Amid the burbling synths of ‘Matinee’, Grant and Mal trade more vocoded vocals – Creep Show and vocoders go together like peanut butter and jelly – before Grant introduces them all, cupping his heart for Mal. A huge fan of the Cabs, Grant still can’t quite believe he’s sharing a stage with his electronic hero.
And so it continues. ‘Yahtzee!’ is deliciously, deliriously unhinged (“Let’s play Yahtzee! Let’s play Twister!”), while the clattering, crashing funk of ‘Moneyback’ is like Art Of Noise on speed. The crowning glory is ‘Yawning Abyss’ – “like ‘Axel F’ covered by Vangelis” – the title track of their latest album and a proper earworm, to boot. All eminently danceable, too. Creep Show deserve your attention. Jump into the void…
Welsh/Cornish singer Gwenno is next, looking like she’s stepped straight out of the pages of Vogue in a striking green silk dress. Backed by a full band, her psych/folk/dreampop hues shine bright – ‘Tir Ha Mor’ (from 2018’s ‘Le Kov’ album) twinkles, soars and swoops. And introducing ‘Eus Keus?’ (Cornish for ‘Is There Cheese?’), she gives us an impromptu call-and-response Cornish language lesson, exclaiming “Let’s call in the cheese gods!”. A restless ball of energy, she sashays around, arms aloft, before finishing up with the hypnotic and rather lovely ‘Chwyldro’ – sung in Welsh but with woozy krautrock vibes. Wonderful.
Beak>, meanwhile, occupy the fuzzier, grittier end of the krautrock/psych spectrum. The Bristol power trio surge through their wonky motorik groove, all vintage synth, trippy reverb and Geoff Barrow’s crisp, tricksy drum fills. Barrow is as typically belligerent as ever, moaning about sounds creeping in from a nearby stage (“Looks like we’re gonna have to fry that shit disco”), but they’re on rollicking good form.
After dark, the Orbit tent is rammed. It feels like everyone has legged over from Roisin Murphy to watch Leftfield, as Neil Barnes and co keep the phat beats going, bludgeoning our senses in the process.

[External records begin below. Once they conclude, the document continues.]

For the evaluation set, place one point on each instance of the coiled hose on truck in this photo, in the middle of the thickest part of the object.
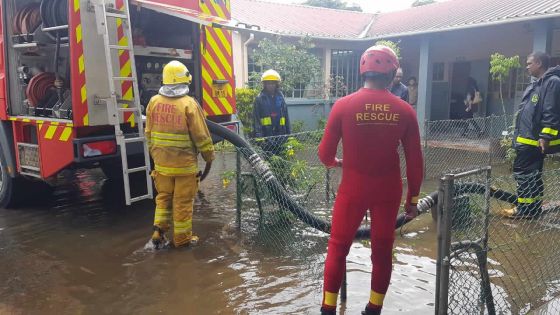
(283, 197)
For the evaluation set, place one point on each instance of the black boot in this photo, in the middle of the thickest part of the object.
(369, 311)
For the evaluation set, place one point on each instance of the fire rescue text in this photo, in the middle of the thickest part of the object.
(377, 113)
(166, 114)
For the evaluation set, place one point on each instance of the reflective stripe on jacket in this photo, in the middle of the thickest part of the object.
(176, 132)
(270, 115)
(538, 116)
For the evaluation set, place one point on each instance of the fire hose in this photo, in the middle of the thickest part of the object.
(39, 87)
(282, 196)
(27, 19)
(55, 13)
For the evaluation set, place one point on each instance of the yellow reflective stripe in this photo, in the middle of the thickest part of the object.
(376, 298)
(550, 131)
(527, 200)
(330, 298)
(527, 141)
(176, 170)
(170, 143)
(182, 226)
(170, 136)
(162, 211)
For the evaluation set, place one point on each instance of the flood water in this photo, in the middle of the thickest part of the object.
(81, 252)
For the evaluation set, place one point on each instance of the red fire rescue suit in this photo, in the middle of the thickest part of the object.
(371, 124)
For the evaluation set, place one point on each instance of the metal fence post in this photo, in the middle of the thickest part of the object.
(490, 129)
(238, 188)
(426, 134)
(483, 261)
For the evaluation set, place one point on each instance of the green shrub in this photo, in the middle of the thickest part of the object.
(245, 99)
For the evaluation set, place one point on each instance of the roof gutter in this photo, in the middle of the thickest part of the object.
(470, 26)
(367, 28)
(405, 34)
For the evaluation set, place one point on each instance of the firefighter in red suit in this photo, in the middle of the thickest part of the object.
(371, 123)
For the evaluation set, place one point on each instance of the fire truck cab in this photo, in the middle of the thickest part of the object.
(76, 76)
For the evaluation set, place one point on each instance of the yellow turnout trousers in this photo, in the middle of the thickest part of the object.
(175, 195)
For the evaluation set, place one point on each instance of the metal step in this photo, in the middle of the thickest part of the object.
(131, 79)
(136, 139)
(129, 109)
(117, 15)
(105, 12)
(137, 169)
(118, 47)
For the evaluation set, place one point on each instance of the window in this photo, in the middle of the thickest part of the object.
(345, 72)
(438, 71)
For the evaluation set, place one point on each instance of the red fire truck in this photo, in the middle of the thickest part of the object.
(76, 75)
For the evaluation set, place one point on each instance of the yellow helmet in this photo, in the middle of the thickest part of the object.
(271, 75)
(176, 73)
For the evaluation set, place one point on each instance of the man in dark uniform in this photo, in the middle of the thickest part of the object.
(270, 114)
(398, 88)
(536, 133)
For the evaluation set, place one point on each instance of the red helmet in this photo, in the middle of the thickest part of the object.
(380, 59)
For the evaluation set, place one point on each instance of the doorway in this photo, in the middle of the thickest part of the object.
(459, 80)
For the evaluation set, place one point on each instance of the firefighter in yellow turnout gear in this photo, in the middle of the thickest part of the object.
(176, 132)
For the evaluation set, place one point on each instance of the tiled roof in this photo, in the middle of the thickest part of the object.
(459, 14)
(299, 20)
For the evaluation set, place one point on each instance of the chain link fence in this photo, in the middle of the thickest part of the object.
(460, 144)
(490, 262)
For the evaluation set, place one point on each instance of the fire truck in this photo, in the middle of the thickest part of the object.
(76, 76)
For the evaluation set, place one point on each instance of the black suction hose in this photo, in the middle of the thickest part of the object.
(283, 197)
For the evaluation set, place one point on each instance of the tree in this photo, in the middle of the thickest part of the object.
(294, 62)
(333, 4)
(419, 3)
(500, 69)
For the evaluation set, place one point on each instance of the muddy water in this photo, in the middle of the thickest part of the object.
(81, 252)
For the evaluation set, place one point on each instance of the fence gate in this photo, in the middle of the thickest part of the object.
(462, 281)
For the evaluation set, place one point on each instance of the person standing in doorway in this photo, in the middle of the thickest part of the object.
(472, 100)
(270, 114)
(537, 123)
(176, 132)
(371, 124)
(412, 85)
(398, 88)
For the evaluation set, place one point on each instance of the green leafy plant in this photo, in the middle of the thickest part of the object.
(245, 100)
(295, 62)
(500, 69)
(297, 126)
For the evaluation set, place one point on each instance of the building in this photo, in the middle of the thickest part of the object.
(442, 44)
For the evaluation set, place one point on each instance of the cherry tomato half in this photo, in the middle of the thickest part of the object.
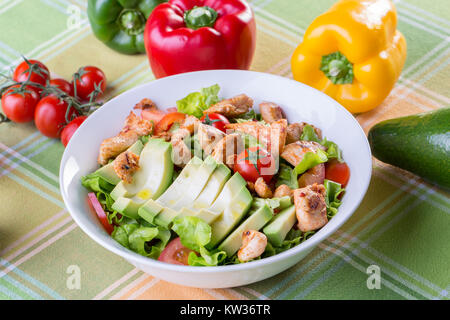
(40, 73)
(314, 175)
(216, 120)
(19, 105)
(175, 253)
(167, 121)
(70, 129)
(50, 116)
(337, 171)
(86, 79)
(63, 85)
(255, 162)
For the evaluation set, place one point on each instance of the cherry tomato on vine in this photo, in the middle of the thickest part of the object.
(70, 129)
(168, 120)
(19, 104)
(255, 162)
(175, 253)
(87, 79)
(50, 116)
(39, 72)
(63, 85)
(216, 120)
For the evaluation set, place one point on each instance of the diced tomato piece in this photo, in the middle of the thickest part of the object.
(167, 121)
(175, 253)
(153, 114)
(100, 212)
(338, 172)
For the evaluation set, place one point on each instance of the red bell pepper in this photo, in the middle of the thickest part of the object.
(191, 35)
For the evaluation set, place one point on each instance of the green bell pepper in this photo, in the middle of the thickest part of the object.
(120, 24)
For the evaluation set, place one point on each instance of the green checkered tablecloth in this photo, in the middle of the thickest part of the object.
(402, 227)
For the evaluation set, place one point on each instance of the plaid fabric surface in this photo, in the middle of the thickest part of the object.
(402, 226)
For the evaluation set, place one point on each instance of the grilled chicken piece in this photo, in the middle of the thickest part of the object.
(125, 165)
(233, 107)
(181, 154)
(273, 135)
(310, 207)
(253, 245)
(134, 128)
(270, 112)
(295, 130)
(294, 152)
(191, 123)
(262, 189)
(146, 104)
(208, 137)
(282, 191)
(226, 150)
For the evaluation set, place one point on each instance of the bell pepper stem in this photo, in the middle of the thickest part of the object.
(337, 68)
(199, 17)
(131, 21)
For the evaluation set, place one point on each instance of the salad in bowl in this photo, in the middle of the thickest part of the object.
(213, 182)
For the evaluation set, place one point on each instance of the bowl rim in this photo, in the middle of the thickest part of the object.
(304, 246)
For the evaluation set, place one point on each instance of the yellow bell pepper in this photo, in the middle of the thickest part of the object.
(353, 52)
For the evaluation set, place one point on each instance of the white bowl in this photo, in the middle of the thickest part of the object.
(299, 102)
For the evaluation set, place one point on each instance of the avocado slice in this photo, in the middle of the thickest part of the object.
(172, 195)
(153, 177)
(205, 215)
(234, 211)
(196, 184)
(255, 221)
(155, 173)
(278, 228)
(108, 173)
(181, 183)
(231, 188)
(212, 189)
(417, 143)
(127, 207)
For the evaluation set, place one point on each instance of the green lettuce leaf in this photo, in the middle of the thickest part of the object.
(145, 240)
(333, 150)
(311, 159)
(309, 134)
(195, 234)
(287, 176)
(196, 102)
(206, 258)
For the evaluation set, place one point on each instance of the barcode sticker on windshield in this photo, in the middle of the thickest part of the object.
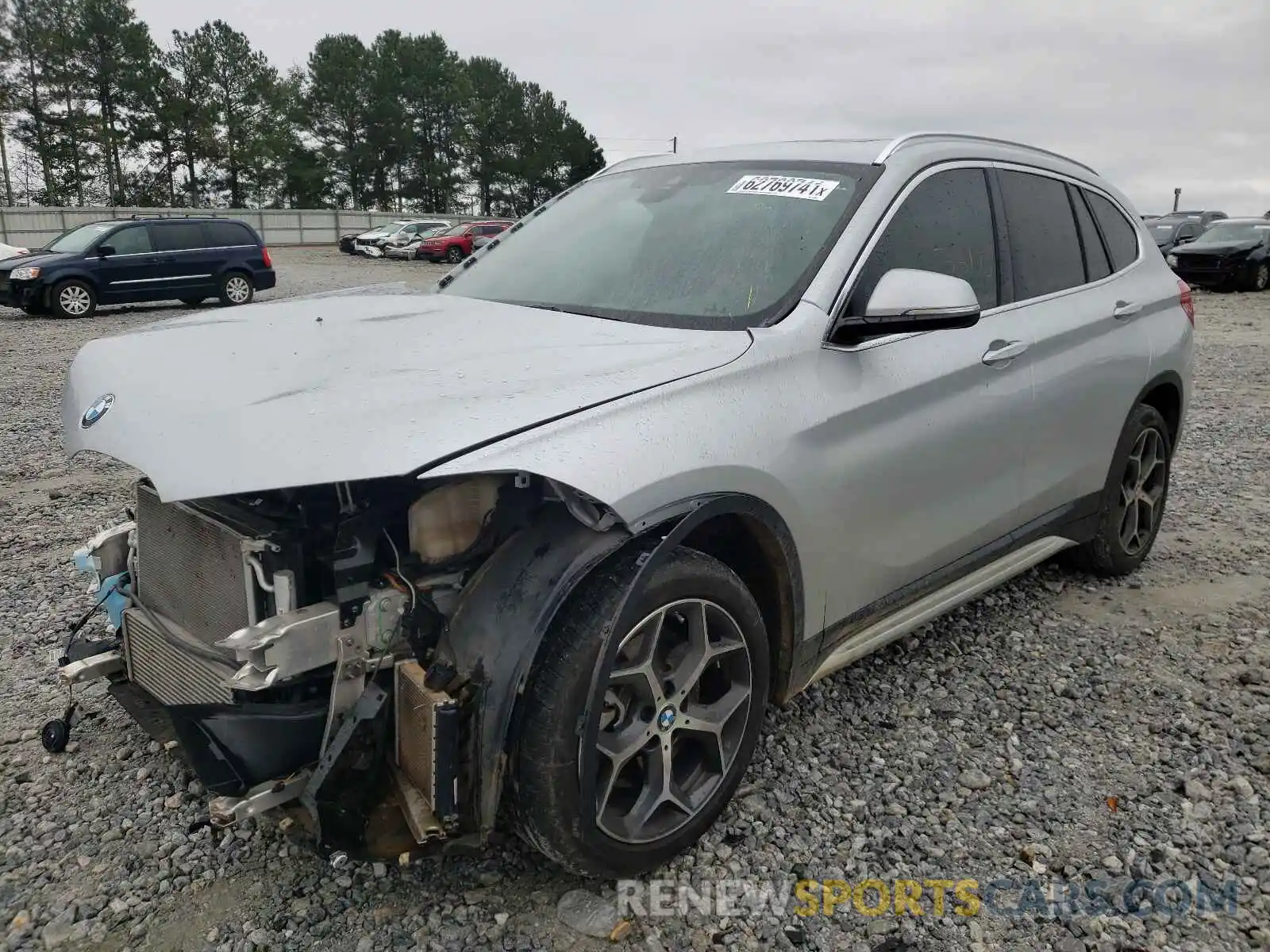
(813, 190)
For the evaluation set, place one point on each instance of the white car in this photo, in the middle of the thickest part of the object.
(372, 243)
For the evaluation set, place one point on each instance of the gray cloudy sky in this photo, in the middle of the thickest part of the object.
(1155, 94)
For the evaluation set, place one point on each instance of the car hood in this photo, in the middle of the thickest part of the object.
(37, 259)
(315, 391)
(1216, 249)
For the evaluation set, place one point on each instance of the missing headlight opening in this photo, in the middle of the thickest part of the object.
(298, 647)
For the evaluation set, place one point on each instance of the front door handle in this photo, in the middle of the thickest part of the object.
(1003, 352)
(1124, 310)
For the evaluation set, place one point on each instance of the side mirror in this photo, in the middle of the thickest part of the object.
(908, 301)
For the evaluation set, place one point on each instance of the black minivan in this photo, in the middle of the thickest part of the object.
(140, 259)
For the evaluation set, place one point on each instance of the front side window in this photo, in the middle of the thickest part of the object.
(710, 245)
(133, 240)
(1122, 238)
(178, 236)
(945, 226)
(1045, 245)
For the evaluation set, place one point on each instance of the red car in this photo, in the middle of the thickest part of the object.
(455, 244)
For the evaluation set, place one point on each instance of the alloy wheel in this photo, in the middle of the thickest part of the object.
(673, 720)
(74, 300)
(237, 290)
(1142, 489)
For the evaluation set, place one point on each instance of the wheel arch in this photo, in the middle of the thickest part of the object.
(497, 631)
(1166, 393)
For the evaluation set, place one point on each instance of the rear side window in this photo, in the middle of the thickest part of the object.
(226, 234)
(1122, 238)
(178, 236)
(1045, 247)
(944, 226)
(133, 240)
(1096, 266)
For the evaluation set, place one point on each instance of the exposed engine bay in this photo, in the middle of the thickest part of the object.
(298, 645)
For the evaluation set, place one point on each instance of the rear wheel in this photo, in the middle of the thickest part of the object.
(681, 715)
(74, 298)
(1133, 501)
(235, 290)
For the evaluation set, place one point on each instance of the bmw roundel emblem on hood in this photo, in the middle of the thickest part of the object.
(97, 410)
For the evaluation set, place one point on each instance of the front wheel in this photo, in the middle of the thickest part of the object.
(74, 298)
(1133, 499)
(676, 730)
(235, 290)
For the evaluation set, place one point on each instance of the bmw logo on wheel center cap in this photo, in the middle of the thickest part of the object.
(97, 410)
(667, 717)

There’s a euphoric late night aura, a mass of heads locked into the booming electro/techno-ish groove, bobbing up and down like rolling waves. We’re treated to banger after banger. A barnstorming version of ‘Release The Pressure’. ‘Afrika Shox’, propulsive and gloriously heavy on vocoder and bass. And a toweringly good ‘Accumulator’ that feels like peak hour at Berghain. Just as it says on the tin of their latest album, ‘This Is What We Do’. Let’s get electrify!